Anuj Sharma: Our philosophy is simple: physics will always beat software. There is no substitute for optics and hardware. The more you move away from real physics and rely entirely on software to generate an image, the more you are extrapolating from expectations instead of capturing a realistic image. It may be fun to generate an image that shows me standing in the middle of the Antarctic snow, but nobody is going to keep that image. That may be fun for social sharing, but it is not the same thing as photography that preserves memory.

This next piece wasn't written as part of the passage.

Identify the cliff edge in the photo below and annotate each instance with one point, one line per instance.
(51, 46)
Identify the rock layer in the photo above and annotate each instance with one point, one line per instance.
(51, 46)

We’re interested in helping users capture images as close to real life as possible. We want to keep moving closer to what the human eye sees — in dynamic range, detail, and realism. Much of the industry focuses on making images look “prettier” through digital processing. We are taking a different direction. Better light capture, stronger optics, improved sensor and zoom systems, and then processing that does justice to the hardware.

Sandeep Singh Arora: Processing is still very important — a lot of it. These systems output an enormous amount of data, and that data has to be processed instantly. So computing is essential in converting and handling the signal correctly. But that is different from a workflow where you send the image to the cloud and heavily alter it. We are not very bullish on that direction for photography, because it can become a warping of memory. For us, processing should support reality capture, not replace it.

Q. Memory and storage prices are rising sharply. Is that influencing your 2026 launch plans, and how do you manage customer expectations if prices rise?

Sandeep Singh Arora: That’s a very important question. What we are seeing is that this is not a one-month phenomenon. It took time for the trade to accept that this is a structural reality that may last for multiple quarters. Consumers too are gradually adjusting to this. As prices go up across the industry, some customers will wait and watch. But we are also seeing the market start to stabilise as trade and consumers adapt. There is some short-term hesitation in parts of the chain, but we are beginning to see the flywheel work again and demand returning.